In the old days, a movie genre was a simple, communal category: Action/Adventure, Comedy, Drama. One had to locate oneself in the Drama aisle at the video store and then look for just the right thing: A dark road trip movie with a strong female lead? Aha, Thelma & Louise.
But Netflix, the movie streaming and DVD rental service, doesn't work like that. It recommends genres that are intensely, almost bizarrely personalized. Netflix might tell you not just that you like road trip movies, but that you like Understated Romantic Road Trip Movies, Dark Road Trip Thrillers, Road Trip Art House Movies, Road Trip Musicals or, of course, Canadian Independent Road Trip Movies.
That's because seven years ago, Todd Yellin, a film-obsessed executive at Netflix, set out to break down every movie into data. He hired aspiring screenwriters and paid them to watch movies and rate their levels of romance, gore, quirkiness and even plot resolution. In a sense, Yellin wanted to reverse-engineer all the Hollywood formulas so that Netflix could mathematically show you the movies it knew you would like.
Now it's become one of the company's big selling points. Netflix doesn't just provide streaming movies and TV shows; it knows you.
Thinking about how specific Netflix could get, I started to wonder, "Just how many microgenres does Netflix really have?"
A friend pointed out that the Web addresses for the categories in the Netflix database were sequentially numbered, and that I could type through each URL, one by one, and figure out all the microgenres.
The first brought up African-American Crime Documentaries. The second pulled up Scary Cult Movies From The 1980s. The next was Tearjerkers From The 1970s. After a couple of more minutes, I tried entry 10,000, just to see if the database was really that big. Japanese Horror Movies From The 1960s was in that slot.
There was no way I could copy and paste tens of thousands of genre titles by hand, so I wrote a simple script, a little piece of code, that would copy the names to a list. I set it up to run and then I waited, as the script kept copying and pasting for more than 20 hours.
I found that Netflix has 76,897 separate categories. To my knowledge, no one outside Netflix has ever compiled this mass of data before. And now we can really understand how the system works.
The microgenres are formed from Netflix's version of Mad Libs â an algorithm that takes all the tags in Netflix's system and combines them based on specific criteria, especially the number of movies fitting the category.
Traditional genres, like Drama, form the center of each microgenre, but Netflix can toss in actors and directors and a bunch of descriptors, including time period, location, age level and the squishier human words, the adjectives. These are really what make Netflix's movie genres seem uncannily precise.
Netflix's favorite adjective is "romantic," which appears in 5,272 categories. Following it are foreign, classic, dark, British, critically acclaimed, suspenseful, gritty, independent, visually striking, family, violent and feel-good.

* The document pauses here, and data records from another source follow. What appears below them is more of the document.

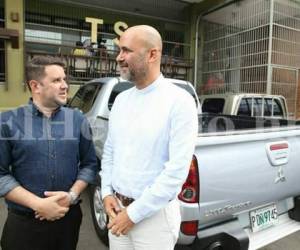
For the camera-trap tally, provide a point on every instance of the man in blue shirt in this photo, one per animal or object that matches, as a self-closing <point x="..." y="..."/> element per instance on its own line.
<point x="149" y="147"/>
<point x="47" y="159"/>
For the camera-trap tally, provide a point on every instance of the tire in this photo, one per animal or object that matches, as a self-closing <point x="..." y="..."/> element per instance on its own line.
<point x="100" y="219"/>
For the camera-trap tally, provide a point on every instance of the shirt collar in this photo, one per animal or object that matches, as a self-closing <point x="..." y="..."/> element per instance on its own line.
<point x="151" y="86"/>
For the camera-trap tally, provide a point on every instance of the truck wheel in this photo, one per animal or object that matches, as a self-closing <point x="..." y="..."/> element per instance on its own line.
<point x="100" y="219"/>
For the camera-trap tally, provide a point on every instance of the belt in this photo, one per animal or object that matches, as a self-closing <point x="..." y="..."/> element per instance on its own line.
<point x="126" y="201"/>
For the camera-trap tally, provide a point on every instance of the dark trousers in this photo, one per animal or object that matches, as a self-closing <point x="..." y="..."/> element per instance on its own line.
<point x="23" y="232"/>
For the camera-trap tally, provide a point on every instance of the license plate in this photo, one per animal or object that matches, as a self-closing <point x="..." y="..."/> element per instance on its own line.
<point x="264" y="217"/>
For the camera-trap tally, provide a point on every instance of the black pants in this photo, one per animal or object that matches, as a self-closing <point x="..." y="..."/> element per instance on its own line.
<point x="22" y="232"/>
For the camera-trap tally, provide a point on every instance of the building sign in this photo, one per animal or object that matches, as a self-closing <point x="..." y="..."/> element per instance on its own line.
<point x="118" y="28"/>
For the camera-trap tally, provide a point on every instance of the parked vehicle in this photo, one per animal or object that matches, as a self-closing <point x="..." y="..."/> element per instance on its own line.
<point x="245" y="104"/>
<point x="242" y="191"/>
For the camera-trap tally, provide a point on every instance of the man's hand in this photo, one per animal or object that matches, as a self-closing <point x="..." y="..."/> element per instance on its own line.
<point x="121" y="224"/>
<point x="111" y="206"/>
<point x="64" y="202"/>
<point x="49" y="208"/>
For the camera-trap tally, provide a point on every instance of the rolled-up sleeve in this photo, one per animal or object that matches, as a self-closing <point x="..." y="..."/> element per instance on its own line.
<point x="7" y="181"/>
<point x="88" y="167"/>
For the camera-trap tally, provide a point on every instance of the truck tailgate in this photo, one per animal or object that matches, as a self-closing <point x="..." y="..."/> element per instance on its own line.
<point x="243" y="170"/>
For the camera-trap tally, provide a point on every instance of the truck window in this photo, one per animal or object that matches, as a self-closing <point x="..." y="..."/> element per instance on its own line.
<point x="277" y="108"/>
<point x="85" y="97"/>
<point x="245" y="107"/>
<point x="213" y="105"/>
<point x="122" y="86"/>
<point x="268" y="107"/>
<point x="257" y="107"/>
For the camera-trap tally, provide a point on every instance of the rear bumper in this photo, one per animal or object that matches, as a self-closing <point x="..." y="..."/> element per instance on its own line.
<point x="285" y="227"/>
<point x="231" y="235"/>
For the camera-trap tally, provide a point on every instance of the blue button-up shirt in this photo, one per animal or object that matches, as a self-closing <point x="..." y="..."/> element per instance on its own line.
<point x="44" y="154"/>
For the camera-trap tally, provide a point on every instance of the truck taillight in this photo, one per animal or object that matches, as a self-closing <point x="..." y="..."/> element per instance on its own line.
<point x="190" y="189"/>
<point x="189" y="227"/>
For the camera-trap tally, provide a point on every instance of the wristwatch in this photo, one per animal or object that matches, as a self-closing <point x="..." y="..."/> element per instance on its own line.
<point x="74" y="198"/>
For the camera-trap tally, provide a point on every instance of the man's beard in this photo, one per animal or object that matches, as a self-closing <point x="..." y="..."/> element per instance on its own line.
<point x="134" y="75"/>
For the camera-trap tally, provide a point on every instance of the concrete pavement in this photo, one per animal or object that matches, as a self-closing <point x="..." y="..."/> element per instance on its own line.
<point x="88" y="239"/>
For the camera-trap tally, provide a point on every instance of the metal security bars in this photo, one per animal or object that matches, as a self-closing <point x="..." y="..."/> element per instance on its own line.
<point x="252" y="46"/>
<point x="60" y="29"/>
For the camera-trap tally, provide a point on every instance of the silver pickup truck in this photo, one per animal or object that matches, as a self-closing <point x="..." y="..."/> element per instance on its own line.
<point x="242" y="191"/>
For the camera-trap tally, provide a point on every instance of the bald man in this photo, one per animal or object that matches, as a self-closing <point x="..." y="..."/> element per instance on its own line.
<point x="150" y="143"/>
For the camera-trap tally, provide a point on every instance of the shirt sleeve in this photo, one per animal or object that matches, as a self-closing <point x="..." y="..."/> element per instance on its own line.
<point x="182" y="138"/>
<point x="7" y="181"/>
<point x="107" y="161"/>
<point x="88" y="167"/>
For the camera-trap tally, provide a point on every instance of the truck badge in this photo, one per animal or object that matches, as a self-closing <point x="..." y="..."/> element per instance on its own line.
<point x="280" y="175"/>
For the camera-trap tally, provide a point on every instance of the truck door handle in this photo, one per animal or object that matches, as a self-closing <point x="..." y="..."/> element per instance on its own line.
<point x="278" y="152"/>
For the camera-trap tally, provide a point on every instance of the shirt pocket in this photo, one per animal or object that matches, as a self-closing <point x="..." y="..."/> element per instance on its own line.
<point x="33" y="176"/>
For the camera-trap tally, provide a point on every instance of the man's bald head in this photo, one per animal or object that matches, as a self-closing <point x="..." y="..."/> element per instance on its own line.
<point x="140" y="55"/>
<point x="148" y="35"/>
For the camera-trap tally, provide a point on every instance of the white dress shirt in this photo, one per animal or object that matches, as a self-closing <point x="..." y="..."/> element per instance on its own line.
<point x="149" y="147"/>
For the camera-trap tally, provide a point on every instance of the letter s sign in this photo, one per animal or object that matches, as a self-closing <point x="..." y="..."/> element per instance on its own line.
<point x="118" y="30"/>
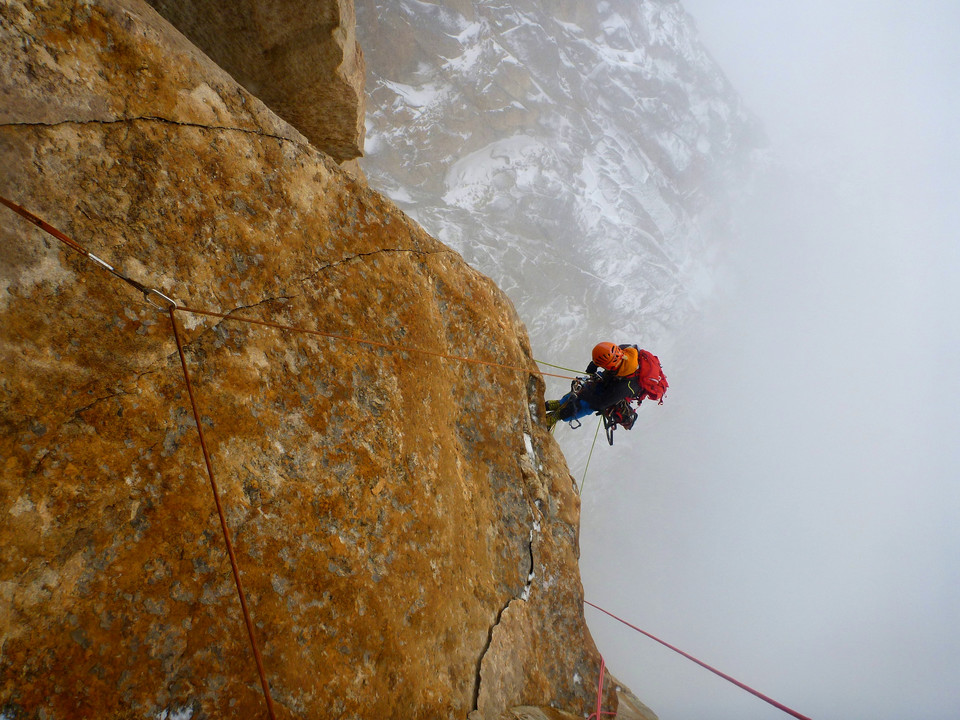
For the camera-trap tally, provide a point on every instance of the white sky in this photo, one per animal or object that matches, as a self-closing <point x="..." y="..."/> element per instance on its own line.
<point x="792" y="513"/>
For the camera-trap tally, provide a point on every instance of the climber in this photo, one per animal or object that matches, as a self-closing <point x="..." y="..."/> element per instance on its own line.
<point x="616" y="375"/>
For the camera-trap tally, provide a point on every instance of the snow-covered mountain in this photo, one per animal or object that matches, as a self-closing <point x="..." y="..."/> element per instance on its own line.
<point x="577" y="153"/>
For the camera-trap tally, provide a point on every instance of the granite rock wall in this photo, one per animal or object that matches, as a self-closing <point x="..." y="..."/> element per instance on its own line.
<point x="405" y="529"/>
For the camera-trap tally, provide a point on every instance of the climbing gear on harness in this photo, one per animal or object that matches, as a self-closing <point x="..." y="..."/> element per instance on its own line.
<point x="619" y="414"/>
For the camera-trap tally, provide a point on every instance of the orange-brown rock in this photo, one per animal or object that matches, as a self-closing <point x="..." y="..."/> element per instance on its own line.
<point x="405" y="529"/>
<point x="300" y="57"/>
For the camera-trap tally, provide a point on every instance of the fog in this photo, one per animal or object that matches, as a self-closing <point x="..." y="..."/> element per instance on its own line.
<point x="789" y="514"/>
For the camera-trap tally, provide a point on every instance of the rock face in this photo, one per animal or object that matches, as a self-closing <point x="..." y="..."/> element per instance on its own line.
<point x="580" y="154"/>
<point x="300" y="57"/>
<point x="405" y="529"/>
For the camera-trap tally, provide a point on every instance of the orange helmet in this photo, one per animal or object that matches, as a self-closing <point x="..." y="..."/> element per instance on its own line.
<point x="607" y="355"/>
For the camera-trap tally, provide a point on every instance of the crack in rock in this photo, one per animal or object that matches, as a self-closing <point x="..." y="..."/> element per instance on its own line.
<point x="425" y="253"/>
<point x="156" y="119"/>
<point x="524" y="596"/>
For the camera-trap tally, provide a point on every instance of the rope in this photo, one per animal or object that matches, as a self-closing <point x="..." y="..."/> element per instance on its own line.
<point x="223" y="522"/>
<point x="587" y="466"/>
<point x="702" y="664"/>
<point x="558" y="367"/>
<point x="148" y="293"/>
<point x="363" y="341"/>
<point x="603" y="667"/>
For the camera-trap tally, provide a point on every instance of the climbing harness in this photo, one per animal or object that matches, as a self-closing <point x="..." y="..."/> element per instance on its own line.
<point x="742" y="686"/>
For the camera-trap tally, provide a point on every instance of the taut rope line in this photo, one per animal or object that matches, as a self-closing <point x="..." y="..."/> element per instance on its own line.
<point x="363" y="341"/>
<point x="779" y="706"/>
<point x="223" y="521"/>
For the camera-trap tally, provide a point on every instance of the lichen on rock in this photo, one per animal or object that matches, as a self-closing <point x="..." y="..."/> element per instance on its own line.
<point x="405" y="529"/>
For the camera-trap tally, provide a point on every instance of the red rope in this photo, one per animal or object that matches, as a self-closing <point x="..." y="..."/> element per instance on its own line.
<point x="223" y="522"/>
<point x="362" y="341"/>
<point x="779" y="706"/>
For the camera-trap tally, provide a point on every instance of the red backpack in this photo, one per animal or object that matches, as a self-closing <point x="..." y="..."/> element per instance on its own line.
<point x="653" y="382"/>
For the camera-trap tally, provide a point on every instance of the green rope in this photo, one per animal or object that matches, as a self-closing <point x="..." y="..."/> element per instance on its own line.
<point x="558" y="367"/>
<point x="595" y="436"/>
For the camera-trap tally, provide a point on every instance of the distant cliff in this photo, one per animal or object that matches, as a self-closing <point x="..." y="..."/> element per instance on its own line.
<point x="406" y="531"/>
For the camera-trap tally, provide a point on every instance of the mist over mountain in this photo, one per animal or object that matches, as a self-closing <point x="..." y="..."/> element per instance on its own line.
<point x="580" y="155"/>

But not all the adjectives are used thousands of times. Some of the least-used adjectives are telling, too: experimental, screwball, satanic, stoner, visionary and Depression-era.
Hollywood is a popularity contest, though, so we have to ask: Which actor is the most Netflix famous? That is to say, which actor appears in the most Netflix microgenres?

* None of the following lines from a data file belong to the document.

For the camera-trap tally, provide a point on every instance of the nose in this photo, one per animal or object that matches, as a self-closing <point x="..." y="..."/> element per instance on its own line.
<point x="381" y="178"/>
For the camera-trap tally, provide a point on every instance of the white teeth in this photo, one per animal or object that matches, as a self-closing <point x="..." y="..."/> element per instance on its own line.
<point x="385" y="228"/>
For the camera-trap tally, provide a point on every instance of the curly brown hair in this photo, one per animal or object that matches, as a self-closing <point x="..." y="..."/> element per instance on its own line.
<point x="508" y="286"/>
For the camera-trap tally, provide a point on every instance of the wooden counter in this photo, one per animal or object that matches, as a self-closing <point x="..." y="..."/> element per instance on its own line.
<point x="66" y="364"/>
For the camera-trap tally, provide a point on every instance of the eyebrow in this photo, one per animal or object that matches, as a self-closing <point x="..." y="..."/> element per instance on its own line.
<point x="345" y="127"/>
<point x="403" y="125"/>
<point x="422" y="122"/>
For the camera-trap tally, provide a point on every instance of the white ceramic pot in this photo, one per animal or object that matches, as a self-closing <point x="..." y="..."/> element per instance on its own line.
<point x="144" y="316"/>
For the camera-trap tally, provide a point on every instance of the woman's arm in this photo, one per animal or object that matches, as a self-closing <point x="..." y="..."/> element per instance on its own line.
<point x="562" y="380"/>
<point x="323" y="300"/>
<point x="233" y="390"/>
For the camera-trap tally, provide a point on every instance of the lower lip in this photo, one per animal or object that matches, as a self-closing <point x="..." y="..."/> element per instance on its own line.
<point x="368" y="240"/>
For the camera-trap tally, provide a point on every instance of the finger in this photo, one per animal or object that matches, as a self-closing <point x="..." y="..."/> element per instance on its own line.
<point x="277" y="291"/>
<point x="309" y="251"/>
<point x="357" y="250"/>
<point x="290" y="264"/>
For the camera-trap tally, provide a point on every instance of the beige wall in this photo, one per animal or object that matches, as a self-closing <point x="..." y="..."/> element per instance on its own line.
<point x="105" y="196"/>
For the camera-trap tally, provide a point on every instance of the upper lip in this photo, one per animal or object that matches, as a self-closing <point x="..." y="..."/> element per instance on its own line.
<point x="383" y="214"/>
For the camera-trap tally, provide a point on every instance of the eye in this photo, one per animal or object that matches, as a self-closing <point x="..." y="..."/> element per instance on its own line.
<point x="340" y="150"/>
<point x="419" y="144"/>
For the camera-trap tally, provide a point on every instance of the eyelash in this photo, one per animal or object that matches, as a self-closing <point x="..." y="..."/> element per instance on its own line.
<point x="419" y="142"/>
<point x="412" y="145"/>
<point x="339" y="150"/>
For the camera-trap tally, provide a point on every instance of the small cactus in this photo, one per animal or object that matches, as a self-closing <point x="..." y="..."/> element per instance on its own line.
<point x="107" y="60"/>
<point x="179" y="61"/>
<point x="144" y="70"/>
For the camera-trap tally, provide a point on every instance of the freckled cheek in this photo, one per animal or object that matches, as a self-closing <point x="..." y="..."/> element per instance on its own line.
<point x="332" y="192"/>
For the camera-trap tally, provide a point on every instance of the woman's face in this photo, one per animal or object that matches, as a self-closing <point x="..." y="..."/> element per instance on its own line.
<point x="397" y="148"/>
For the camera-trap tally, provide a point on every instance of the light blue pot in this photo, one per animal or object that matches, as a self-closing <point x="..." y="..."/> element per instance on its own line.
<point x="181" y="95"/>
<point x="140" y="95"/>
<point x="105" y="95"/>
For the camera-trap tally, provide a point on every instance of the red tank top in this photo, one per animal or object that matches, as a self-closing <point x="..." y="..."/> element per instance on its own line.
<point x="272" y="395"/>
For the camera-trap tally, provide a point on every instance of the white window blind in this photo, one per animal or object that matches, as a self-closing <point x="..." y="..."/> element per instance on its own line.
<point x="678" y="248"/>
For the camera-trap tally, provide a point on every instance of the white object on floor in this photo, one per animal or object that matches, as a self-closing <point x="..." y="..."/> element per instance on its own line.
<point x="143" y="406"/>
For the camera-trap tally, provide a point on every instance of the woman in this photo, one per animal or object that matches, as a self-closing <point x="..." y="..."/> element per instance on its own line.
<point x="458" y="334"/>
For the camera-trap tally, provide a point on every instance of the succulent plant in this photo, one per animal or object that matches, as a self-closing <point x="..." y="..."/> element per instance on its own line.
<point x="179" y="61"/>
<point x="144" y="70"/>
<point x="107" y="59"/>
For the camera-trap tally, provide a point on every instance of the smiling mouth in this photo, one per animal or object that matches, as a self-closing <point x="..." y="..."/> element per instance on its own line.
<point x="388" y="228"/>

The No. 2 answer is precisely whom you might expect: Bruce Willis, who has 17 dedicated categories, including Violent Action Thrillers Starring Bruce Willis. But the actor with the most categories dedicated to himself is not Tom Cruise or Angelina Jolie or Jackie Chan or Meryl Streep or Clint Eastwood or Doris Day. It's Raymond Burr, star of the TV show Perry Mason.
Why? I have no idea. Even Yellin, who created the Netflix system, was baffled by the number of Burr categories.

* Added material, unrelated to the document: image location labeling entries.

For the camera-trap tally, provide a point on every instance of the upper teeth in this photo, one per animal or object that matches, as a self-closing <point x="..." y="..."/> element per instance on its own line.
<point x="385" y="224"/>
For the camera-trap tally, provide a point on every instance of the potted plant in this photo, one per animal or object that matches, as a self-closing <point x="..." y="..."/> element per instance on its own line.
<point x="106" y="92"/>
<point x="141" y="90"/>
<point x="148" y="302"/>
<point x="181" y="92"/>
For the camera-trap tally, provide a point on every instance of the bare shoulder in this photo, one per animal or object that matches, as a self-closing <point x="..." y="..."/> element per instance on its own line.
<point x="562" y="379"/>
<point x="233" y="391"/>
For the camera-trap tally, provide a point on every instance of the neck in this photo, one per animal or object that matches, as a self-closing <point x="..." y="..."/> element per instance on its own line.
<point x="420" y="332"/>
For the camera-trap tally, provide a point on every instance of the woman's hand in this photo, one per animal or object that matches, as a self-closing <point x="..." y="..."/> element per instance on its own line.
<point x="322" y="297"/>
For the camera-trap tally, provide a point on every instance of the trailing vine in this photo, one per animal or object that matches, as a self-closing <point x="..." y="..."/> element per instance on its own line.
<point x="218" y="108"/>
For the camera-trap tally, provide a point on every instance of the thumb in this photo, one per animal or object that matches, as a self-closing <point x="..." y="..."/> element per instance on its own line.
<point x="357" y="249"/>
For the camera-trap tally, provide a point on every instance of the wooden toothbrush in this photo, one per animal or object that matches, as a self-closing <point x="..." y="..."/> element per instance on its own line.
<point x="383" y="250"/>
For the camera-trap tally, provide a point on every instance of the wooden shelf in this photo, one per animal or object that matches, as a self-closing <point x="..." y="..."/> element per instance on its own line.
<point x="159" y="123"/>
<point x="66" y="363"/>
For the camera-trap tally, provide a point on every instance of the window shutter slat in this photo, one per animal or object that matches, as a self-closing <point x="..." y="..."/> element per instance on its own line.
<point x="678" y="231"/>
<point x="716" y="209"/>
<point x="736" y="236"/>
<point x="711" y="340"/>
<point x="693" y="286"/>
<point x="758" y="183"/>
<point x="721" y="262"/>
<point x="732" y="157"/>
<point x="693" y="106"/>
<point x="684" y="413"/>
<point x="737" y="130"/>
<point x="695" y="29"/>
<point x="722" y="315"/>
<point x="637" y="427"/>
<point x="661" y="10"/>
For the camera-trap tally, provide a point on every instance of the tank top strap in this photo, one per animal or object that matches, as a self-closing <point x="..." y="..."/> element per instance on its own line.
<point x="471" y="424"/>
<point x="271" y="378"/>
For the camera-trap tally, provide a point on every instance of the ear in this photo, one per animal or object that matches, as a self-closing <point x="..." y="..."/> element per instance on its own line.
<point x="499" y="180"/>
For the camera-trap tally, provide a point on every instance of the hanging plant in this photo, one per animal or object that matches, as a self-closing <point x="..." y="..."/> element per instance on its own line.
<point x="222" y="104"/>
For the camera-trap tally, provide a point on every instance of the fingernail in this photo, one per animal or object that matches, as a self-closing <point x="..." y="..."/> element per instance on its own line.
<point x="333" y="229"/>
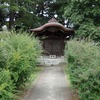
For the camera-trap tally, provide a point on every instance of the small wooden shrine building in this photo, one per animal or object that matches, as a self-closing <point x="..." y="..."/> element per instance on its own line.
<point x="53" y="36"/>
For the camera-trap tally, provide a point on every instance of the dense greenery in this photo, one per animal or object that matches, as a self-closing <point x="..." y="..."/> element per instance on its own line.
<point x="84" y="14"/>
<point x="18" y="57"/>
<point x="84" y="68"/>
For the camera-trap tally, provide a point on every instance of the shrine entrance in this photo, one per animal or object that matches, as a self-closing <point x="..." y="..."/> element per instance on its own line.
<point x="53" y="47"/>
<point x="53" y="36"/>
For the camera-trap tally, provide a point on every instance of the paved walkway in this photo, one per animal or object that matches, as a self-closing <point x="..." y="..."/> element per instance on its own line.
<point x="51" y="85"/>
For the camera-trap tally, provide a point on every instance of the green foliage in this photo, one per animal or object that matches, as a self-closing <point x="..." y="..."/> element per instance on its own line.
<point x="84" y="68"/>
<point x="84" y="14"/>
<point x="18" y="58"/>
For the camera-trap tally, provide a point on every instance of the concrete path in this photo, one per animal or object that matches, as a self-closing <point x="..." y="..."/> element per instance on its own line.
<point x="51" y="85"/>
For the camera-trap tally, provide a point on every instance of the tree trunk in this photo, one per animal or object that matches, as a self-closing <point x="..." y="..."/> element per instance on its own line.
<point x="11" y="20"/>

And that's the interesting thing about wandering through Netflix's big data. Only some of the logic that drives these categories feels human. But perhaps that's exactly what we like about Netflix's recommendations. They take our taste, break it down into its constituent parts, and spit it back to us in new and revealing ways. Netflix's strange machine wants to make us happy. And to do so, it must know us and our culture in ways that are not always obvious to humans.
How else do we explain the Raymond Burr phenomenon? That's the eye of software staring into the American soul.
This story was adapted from Alexis Madrigal's Atlantic story "How Netflix Reverse Engineered Hollywood," which includes a hand-built Netflix Genre Generator.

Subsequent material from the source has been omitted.